Quanto à composição destes destacamentos pode-se dizer o seguinte: O número de membros que desejem fazer parte dele e a determinação de suas funções, a própria experiência o indicará. Os próprios destacamentos têm que começar a elaborar esta experiência, sem esperar diretivas de fora. Deve-se pedir, naturalmente, à organização local revolucionária a remessa de um revolucionário que seja militar para realizar conferências, palestras, conselhos, porém, na falta de um militar, isto deve ser feito, sem falta e de modo obrigatório, pelos próprios destacamentos.

No que se refere à filiação partidária, os membros de um partido, naturalmente, preferirão agrupar-se em um mesmo destacamento. Não se deve, porém, opor obstáculos insuperáveis à entrada nos destacamentos de membros de outros partidos. Precisamente aqui é que devemos realizar a unificação, o acordo prático, (sem qualquer espécie de fusão de partido, entende-se) do proletariado socialista com a democracia revolucionária. Aquele que se queira bater pela liberdade e demonstre com fatos sua disposição, pode ser contado entre os democratas revolucionários, e com ele se deve esforçar-se por trabalhar conjuntamente na preparação comum da insurreição (naturalmente, com a condição de haver plena confiança em relação à pessoa ou ao grupo de que se trate).

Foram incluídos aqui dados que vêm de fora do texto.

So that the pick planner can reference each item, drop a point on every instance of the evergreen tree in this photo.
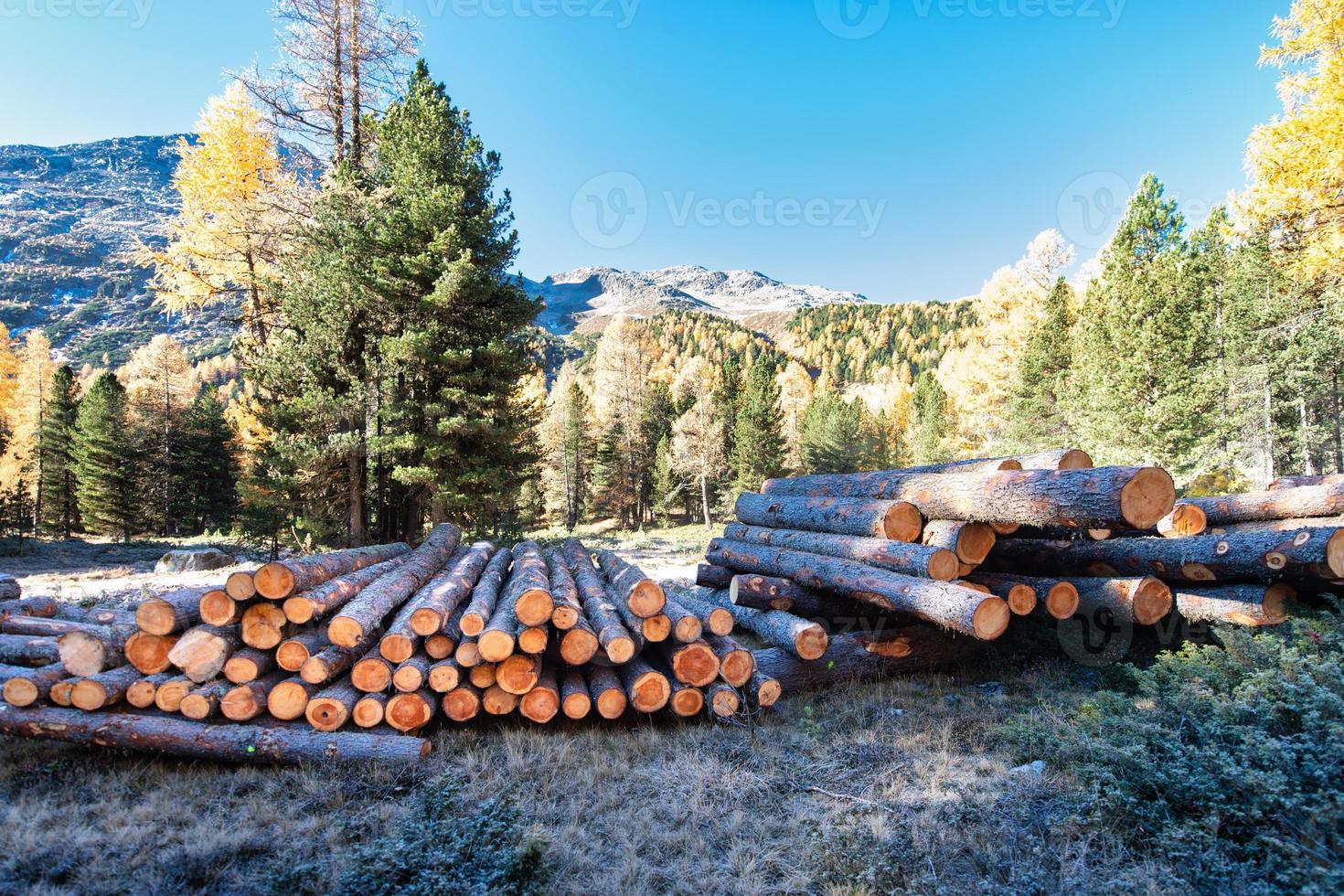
(757, 452)
(56, 443)
(105, 461)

Todos os outros “democratas” devem ser afastados rigorosamente, como quase-democratas, como charlatães liberais nos quais não cabe confiar e em relação aos quais seria criminoso, por parte dos revolucionários, manifestar credibilidade.

Naturalmente, é de desejar a unificação dos destacamentos entre si. É extraordinariamente útil a elaboração de formas e condições de uma atividade conjunta. Em caso algum, porém, se deve, ao fazê-lo, cair no extremo de traçar planos complicados e esquemas gerais e de retardar o trabalho vivo devido a pedantescas elucubrações, etc. A insurreição, inevitavelmente terá, lugar sob condições em que os elementos desorganizados serão mil vezes mais numerosos que os organizados; são inevitáveis os casos em que terão que atuar imediatamente, no local, dois homens, ou um homem só, e que deve preparar-se para atuar por sua própria conta e risco. As dilações de tipo burocrático, as discussões, os retardamentos, a indecisão, são a morte da insurreição. A mais alta decisão, a maior energia, a utilização imediata de todo momento propicio, o avivamento instantâneo da paixão revolucionária da multidão, a condução desta para ações mais elevadas e mais resolutas: tal é o primeiro dever de um revolucionário. Uma ação militar magnífica que “instrui” os soldados do exército revolucionário, dando-lhes o batismo de fogo, e que presta um imenso serviço à revolução é a luta contra os elementos das “Centúrias Negras”. Os destacamentos do exército revolucionário devem, imediatamente, averiguar quem, onde e como forma as “Centúrias Negras”, e depois não se limitarem apenas à propaganda, (isto é útil, porém isto só é pouco), mas atuar também com a força armada, espancando tais elementos, matando-os, fazendo explodir suas sedes e Estados Maiores, etc., etc.

(V. I. Lênin, Ob. comp. T. VIII págs. 327-330, ed. russa). (Escrito em fins de outubro de 1905).

                                                 

                                                  Conselhos de Um Ausente

V. I. Lênin

ESCREVO estas linhas à 8 de outubro, com pouca esperança de que cheguem às mãos dos camaradas de Petrogrado para o dia 9. É possível que já cheguem tarde, pois o Congresso dos Soviets da região do Norte está convocado para o dia 10 de outubro. Tentarei, entretanto, acudir com meus “Conselhos de um ausente”, para o caso de que a provável ação dos operários e soldados de Petrogrado e de todos seus “arredores” se realize breve, porém, que ainda não se haja realizado.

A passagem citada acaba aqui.